Project Lead: Richard Lewanczuk, University of Alberta’s Division of Endocrinology & Metabolism
There is a wide range of health conditions that can increase human frailty, which in elderly complex-needs people require intricate and costly care from the province’s health system that could be prevented.
It has been shown that, if frailty can be identified in an individual, there will be less need for utilization of the health-care system by applying proactive measures. Currently, there is not a comprehensive platform in place to identify frailty that includes regular patient contact, a robust patient-centred medical home model and resources to provide that screening.
Accurate frailty models for efficient patient care
Alberta's Health Link service provides 24/7 access to health professionals who respond to the public’s inquiries around health concerns. The interactions are recorded and transcribed for follow-up analysis. This includes detailed analysis of individual records and strategic analysis for further development of epidemiological models.
One of the challenges in the interpretation of Health Link’s raw transcripts is the variation in language use, including informal use of medical terms—like “temperature” or “fever”—and lack of clarity in personal reference such as the pronouns used, or temporal reference like identifying when a fever was observed.
A study conducted with approximately 5,000 transcripts produced a prototype system that will help create consolidated models of callers, identifying these factors and addressing the normalized use of medical terms.
As a second stage for the initial study, the team will include more data to support the application of machine learning, seeking to build more sophisticated and accurate models. This will include Health Link voice data and a sampling of primary care data collected via by the Canadian Primary Care Sentinel Surveillance Network (CPCSSN), in collaboration with the University of Calgary.

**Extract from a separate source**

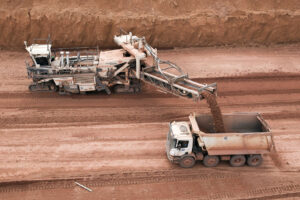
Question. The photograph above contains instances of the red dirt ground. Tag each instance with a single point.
(115, 144)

By combining all these data sources, the research team will extract appropriate information to construct calibrated models of patient frailty. Voice and vocal attributes can be extracted to build models of age and speaker anxiety. Coupling those models with the results from the previous Health Link study and adding selected CPCSSN, there is the opportunity to build the desired frailty model that can be widely and easily applied, even with an automated telephone system.
The project will allow for potentially more valuable health and medical interventions, determining the difference between regular health maintenance and imminent emergency by measures of caller anxiety.